Wednesday, March 1, 2017

enough of experts: The End of the IESO

“I think people in this country have had enough of experts...
enough of experts from organisations with acronyms saying that they know what is best and getting it consistently wrong.”  -Michael Gove, June 3, 2016
Gove's "enough of experts" was one of 2016's most mocked phrases. Those considering themselves on the side of angels/experts ignored the nuance, but perhaps the public did not as Gove's side won the referendum to separate the United Kingdom from the European Union, and later in the year the ultimate establishment candidate failed to be elected President of the United States despite the obvious flaws of her opponent. When people stop to examine if they've had enough of experts from organizations with acronyms, like IESO, many discover they really have.

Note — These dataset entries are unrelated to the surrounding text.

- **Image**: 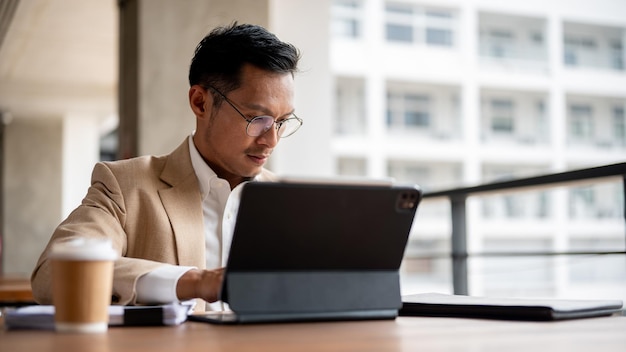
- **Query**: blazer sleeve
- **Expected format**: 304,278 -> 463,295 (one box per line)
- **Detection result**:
31,163 -> 169,305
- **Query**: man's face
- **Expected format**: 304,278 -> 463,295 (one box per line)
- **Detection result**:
189,65 -> 294,188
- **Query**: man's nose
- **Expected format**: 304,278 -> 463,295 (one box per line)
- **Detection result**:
257,124 -> 280,148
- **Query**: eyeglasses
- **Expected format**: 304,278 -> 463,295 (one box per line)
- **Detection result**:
208,86 -> 302,138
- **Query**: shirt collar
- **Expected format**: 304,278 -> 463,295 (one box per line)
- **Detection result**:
189,131 -> 265,199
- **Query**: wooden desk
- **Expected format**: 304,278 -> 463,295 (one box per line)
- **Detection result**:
0,316 -> 626,352
0,275 -> 35,307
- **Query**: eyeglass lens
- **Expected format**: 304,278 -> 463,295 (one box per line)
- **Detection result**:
246,116 -> 300,137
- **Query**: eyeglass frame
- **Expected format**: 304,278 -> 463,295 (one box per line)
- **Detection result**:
205,85 -> 304,138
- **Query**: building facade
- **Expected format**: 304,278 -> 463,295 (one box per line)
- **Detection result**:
330,0 -> 626,299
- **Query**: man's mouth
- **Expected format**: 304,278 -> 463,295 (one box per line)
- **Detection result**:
248,154 -> 269,165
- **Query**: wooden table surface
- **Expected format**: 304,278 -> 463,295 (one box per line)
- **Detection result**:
0,316 -> 626,352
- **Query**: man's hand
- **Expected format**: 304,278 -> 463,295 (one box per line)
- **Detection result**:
176,268 -> 224,302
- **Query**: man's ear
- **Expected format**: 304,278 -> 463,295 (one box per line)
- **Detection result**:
189,84 -> 213,118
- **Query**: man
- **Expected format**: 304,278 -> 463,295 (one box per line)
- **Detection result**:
31,23 -> 302,305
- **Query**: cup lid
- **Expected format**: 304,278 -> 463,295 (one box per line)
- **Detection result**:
51,237 -> 118,260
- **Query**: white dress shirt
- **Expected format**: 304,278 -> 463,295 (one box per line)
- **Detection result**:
136,134 -> 250,310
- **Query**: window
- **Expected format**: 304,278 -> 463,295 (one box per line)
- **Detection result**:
486,29 -> 514,58
337,158 -> 367,176
387,160 -> 430,185
563,36 -> 597,66
569,105 -> 593,140
332,0 -> 363,38
490,99 -> 515,134
613,106 -> 626,146
335,78 -> 367,135
385,3 -> 456,47
387,93 -> 431,129
426,28 -> 452,46
611,40 -> 624,70
385,4 -> 413,43
425,10 -> 453,46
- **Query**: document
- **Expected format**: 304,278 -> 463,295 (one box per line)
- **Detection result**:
4,300 -> 195,330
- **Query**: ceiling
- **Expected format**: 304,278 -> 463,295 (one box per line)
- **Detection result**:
0,0 -> 118,122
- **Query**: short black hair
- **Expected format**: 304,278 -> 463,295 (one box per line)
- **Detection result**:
189,22 -> 300,93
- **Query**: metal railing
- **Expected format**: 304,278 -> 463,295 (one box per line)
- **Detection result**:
424,163 -> 626,295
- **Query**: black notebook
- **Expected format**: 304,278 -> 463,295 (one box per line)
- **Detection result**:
190,182 -> 421,323
399,293 -> 623,321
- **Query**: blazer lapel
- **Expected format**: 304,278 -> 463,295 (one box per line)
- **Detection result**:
159,139 -> 206,269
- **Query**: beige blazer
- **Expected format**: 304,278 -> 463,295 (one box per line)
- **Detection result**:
31,139 -> 274,305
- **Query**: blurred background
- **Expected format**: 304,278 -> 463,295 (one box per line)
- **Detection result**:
0,0 -> 626,300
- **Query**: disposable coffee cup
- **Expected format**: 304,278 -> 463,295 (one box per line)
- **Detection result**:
51,238 -> 117,333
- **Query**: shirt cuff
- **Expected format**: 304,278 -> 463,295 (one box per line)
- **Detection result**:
136,265 -> 196,304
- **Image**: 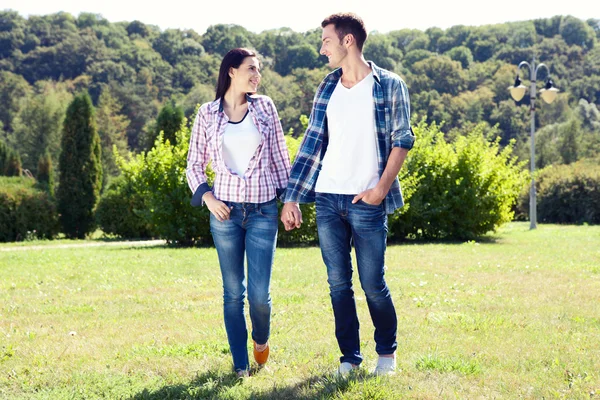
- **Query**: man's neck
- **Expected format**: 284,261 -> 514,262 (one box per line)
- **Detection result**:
341,54 -> 371,88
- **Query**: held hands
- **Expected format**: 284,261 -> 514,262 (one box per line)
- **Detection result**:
352,186 -> 387,206
202,192 -> 231,222
281,203 -> 302,231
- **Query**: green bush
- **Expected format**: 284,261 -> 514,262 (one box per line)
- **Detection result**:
0,140 -> 22,176
96,176 -> 154,239
389,122 -> 527,240
0,177 -> 59,242
521,160 -> 600,224
114,120 -> 214,245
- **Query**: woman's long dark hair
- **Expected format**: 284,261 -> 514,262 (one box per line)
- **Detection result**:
215,48 -> 256,100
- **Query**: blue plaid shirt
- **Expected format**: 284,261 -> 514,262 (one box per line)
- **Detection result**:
283,61 -> 415,214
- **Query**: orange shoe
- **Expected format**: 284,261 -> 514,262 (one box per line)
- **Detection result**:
254,342 -> 269,365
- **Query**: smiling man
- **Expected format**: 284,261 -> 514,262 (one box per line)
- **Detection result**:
281,13 -> 415,376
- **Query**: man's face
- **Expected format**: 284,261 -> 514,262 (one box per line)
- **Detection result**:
320,24 -> 348,68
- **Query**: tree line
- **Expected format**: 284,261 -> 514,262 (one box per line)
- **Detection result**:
0,10 -> 600,182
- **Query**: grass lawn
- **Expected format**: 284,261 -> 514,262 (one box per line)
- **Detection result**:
0,223 -> 600,399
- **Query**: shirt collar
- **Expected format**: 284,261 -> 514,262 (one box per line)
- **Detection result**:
210,93 -> 256,113
329,61 -> 381,84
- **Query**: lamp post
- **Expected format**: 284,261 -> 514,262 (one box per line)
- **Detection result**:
508,59 -> 558,229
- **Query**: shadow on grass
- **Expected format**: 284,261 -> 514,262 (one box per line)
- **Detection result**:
131,371 -> 377,400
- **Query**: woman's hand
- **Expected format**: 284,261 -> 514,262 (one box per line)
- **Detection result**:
202,192 -> 231,222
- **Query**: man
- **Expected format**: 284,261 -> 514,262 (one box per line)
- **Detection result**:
281,13 -> 415,376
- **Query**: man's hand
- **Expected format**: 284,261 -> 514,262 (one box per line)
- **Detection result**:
352,186 -> 387,206
202,192 -> 231,222
281,202 -> 302,231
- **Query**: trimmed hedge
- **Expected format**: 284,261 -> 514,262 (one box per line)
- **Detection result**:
0,177 -> 59,242
96,176 -> 154,239
99,123 -> 527,245
389,122 -> 527,240
520,160 -> 600,224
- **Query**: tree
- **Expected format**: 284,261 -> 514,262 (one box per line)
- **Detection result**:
57,93 -> 102,239
0,140 -> 21,176
0,71 -> 31,132
8,81 -> 71,175
37,150 -> 54,196
148,102 -> 185,148
560,15 -> 596,49
446,46 -> 473,69
96,88 -> 129,177
364,34 -> 402,70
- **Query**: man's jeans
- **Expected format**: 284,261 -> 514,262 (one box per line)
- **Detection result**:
210,200 -> 278,371
316,193 -> 398,365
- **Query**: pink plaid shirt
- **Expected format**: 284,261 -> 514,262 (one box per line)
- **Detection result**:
186,95 -> 290,206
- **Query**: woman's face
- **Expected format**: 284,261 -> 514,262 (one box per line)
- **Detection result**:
229,57 -> 261,93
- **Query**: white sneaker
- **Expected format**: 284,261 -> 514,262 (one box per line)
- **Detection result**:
335,362 -> 358,378
373,355 -> 396,376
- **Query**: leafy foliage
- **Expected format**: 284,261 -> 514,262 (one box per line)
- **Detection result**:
389,122 -> 527,240
0,177 -> 59,242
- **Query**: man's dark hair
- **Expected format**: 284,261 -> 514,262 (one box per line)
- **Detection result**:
321,13 -> 367,51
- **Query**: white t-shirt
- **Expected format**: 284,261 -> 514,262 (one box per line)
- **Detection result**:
223,112 -> 260,177
315,73 -> 379,194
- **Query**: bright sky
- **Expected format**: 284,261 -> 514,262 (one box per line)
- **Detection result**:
0,0 -> 600,34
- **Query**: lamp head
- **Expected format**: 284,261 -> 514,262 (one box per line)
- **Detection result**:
540,77 -> 560,104
508,75 -> 527,101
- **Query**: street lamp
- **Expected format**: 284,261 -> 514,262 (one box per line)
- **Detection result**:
508,59 -> 558,229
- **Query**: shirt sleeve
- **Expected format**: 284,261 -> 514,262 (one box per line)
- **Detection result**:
391,80 -> 415,150
186,106 -> 211,207
269,101 -> 290,198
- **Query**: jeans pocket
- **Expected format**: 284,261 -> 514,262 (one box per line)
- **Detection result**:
258,201 -> 279,219
358,199 -> 383,208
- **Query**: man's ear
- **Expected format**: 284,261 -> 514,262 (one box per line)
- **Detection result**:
344,33 -> 354,45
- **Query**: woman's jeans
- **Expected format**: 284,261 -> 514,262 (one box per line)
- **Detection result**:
316,193 -> 397,365
210,200 -> 278,371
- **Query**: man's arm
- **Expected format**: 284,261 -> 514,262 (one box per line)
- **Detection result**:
352,147 -> 408,205
352,76 -> 415,205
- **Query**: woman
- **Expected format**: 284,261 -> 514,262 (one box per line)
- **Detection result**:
187,48 -> 290,377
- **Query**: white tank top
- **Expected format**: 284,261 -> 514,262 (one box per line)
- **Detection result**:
315,73 -> 379,194
223,112 -> 260,177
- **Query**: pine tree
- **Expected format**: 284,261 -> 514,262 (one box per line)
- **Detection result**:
56,93 -> 102,238
150,103 -> 184,147
96,88 -> 129,175
37,150 -> 54,196
0,140 -> 22,176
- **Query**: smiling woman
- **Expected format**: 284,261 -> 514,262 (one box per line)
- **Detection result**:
187,48 -> 290,377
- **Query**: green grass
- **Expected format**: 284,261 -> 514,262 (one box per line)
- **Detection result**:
0,223 -> 600,400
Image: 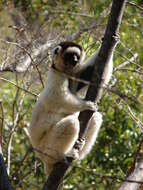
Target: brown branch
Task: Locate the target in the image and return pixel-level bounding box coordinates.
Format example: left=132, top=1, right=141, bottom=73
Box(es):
left=43, top=0, right=126, bottom=190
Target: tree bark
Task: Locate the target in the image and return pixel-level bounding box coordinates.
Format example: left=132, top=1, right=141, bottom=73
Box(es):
left=0, top=151, right=12, bottom=190
left=43, top=0, right=126, bottom=190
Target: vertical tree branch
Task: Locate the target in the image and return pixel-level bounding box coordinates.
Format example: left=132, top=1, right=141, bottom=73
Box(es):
left=43, top=0, right=126, bottom=190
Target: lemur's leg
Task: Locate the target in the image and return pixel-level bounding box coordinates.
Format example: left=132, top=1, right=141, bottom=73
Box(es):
left=79, top=112, right=102, bottom=159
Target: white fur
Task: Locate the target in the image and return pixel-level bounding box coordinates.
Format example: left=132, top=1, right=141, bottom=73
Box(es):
left=29, top=69, right=101, bottom=175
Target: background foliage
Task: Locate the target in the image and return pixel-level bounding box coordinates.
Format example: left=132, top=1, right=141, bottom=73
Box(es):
left=0, top=0, right=143, bottom=190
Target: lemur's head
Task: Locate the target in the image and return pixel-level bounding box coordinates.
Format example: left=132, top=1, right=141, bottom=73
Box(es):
left=53, top=41, right=85, bottom=74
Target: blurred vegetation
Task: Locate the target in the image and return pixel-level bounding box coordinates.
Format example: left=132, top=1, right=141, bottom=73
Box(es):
left=0, top=0, right=143, bottom=190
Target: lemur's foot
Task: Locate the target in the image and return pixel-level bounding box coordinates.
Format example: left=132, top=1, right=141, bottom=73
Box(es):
left=74, top=138, right=85, bottom=151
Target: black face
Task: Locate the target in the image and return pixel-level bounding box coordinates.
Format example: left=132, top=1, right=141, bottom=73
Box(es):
left=63, top=52, right=80, bottom=67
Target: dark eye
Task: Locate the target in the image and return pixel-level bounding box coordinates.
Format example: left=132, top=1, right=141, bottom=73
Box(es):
left=54, top=46, right=61, bottom=55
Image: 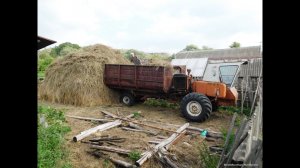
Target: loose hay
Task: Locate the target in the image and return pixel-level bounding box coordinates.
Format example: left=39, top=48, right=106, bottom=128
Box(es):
left=38, top=44, right=131, bottom=106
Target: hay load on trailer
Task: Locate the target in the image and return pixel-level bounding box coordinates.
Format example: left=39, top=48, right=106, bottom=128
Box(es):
left=38, top=44, right=131, bottom=106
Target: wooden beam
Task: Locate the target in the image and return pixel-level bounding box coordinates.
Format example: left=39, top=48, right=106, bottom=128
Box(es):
left=122, top=127, right=158, bottom=135
left=91, top=145, right=130, bottom=155
left=136, top=123, right=189, bottom=166
left=109, top=157, right=136, bottom=168
left=73, top=120, right=122, bottom=142
left=73, top=114, right=134, bottom=142
left=66, top=115, right=113, bottom=122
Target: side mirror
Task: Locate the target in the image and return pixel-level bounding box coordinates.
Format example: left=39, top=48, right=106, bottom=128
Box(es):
left=187, top=69, right=191, bottom=75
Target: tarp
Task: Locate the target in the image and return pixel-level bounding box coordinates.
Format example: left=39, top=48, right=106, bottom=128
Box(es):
left=171, top=58, right=208, bottom=77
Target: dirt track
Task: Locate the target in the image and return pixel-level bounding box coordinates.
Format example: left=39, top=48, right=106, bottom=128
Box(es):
left=39, top=101, right=231, bottom=168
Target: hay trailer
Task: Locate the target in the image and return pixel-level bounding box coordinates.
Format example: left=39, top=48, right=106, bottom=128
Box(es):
left=103, top=64, right=245, bottom=122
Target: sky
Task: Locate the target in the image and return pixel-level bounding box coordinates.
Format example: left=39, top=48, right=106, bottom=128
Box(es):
left=38, top=0, right=262, bottom=54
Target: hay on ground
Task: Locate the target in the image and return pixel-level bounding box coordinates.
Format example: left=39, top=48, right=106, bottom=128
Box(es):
left=38, top=44, right=131, bottom=106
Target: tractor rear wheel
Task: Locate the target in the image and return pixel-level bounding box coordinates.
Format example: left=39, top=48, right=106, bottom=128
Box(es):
left=180, top=93, right=212, bottom=122
left=120, top=92, right=135, bottom=106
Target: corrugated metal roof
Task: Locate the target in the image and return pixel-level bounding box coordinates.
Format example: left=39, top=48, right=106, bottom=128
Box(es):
left=175, top=46, right=262, bottom=60
left=37, top=36, right=56, bottom=50
left=239, top=58, right=263, bottom=77
left=171, top=58, right=208, bottom=77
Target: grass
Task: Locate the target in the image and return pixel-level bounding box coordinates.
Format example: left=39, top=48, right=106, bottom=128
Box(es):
left=144, top=98, right=179, bottom=109
left=221, top=128, right=235, bottom=153
left=218, top=106, right=251, bottom=117
left=197, top=142, right=220, bottom=168
left=128, top=150, right=141, bottom=162
left=102, top=159, right=115, bottom=168
left=38, top=71, right=45, bottom=78
left=38, top=106, right=71, bottom=168
left=133, top=112, right=141, bottom=118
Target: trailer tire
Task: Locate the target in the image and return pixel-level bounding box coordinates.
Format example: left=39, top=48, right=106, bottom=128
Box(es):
left=120, top=93, right=135, bottom=106
left=180, top=93, right=212, bottom=122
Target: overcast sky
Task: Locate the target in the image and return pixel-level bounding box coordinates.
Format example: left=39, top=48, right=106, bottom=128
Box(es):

Perhaps the people have a point, and modern "so-called experts" are simply those who benefited from the current situation. As "the victors write the history", the profiteers win the title of "expert".

It has been an eventful few months for Ontario's electricity system mandarins.

On September 1st the IESO delivered an Ontario Planning Outlook (OPO) to a rookie Minister (of Energy) - a report they were directed to produce by the former, veteran, Minister of Energy. Surging electricity rates were considered the main issue in a by-election held the same day, in which the government lost a seat that had been a traditional stronghold.
Before September was over the government suspended its Large Renewable Energy procurement, justifying the decision with, "The IESO has has advised that Ontario will benefit from a robust supply of electricity over the coming decade to meet projected demand." 
Before November was over the novice Minister of Energy was sketching out themes for a long-term energy plan built upon market concepts the IESO frequently enunciates.

By the end of November the Premier had stood before her Liberal Party and referred to high electricity prices as "her mistake."

It's important to review what created the current situation in Ontario - as I've been doing on this blog - but it's also pertinent to ask "who" did this. An old saying implores commentary to "play the ball and not the player," but eventually everything is about people.

Tuesday, February 14, 2017

The failure of the global adjustment: a renewables story

I recently was asked about the cost of buying out one group of Ontario solar contracts. The microFIT (feed-in tariff) contract exposure I estimated at $3.9 billion. This is the eventual cost of all your neighbours' panels, but not the larger arrays, which I estimate will cost another $33.9 billion. Call it a $38 billion liability which matches the most famous liability in Ontario's electricity sector history: the $38 billion attributed to Ontario Hydro at dissolution in 1998 - liabilities attained in building almost all of the province's generation, its transmission infrastructure, and much of its distribution infrastructure.

The solar contracts that carry the $38 billion total will produce about 4.3 terawatt-hours (TWh) of electricity a year, which is roughly 3 percent of Ontario's demand.

This solar story is about the failure of the global adjustment mechanism.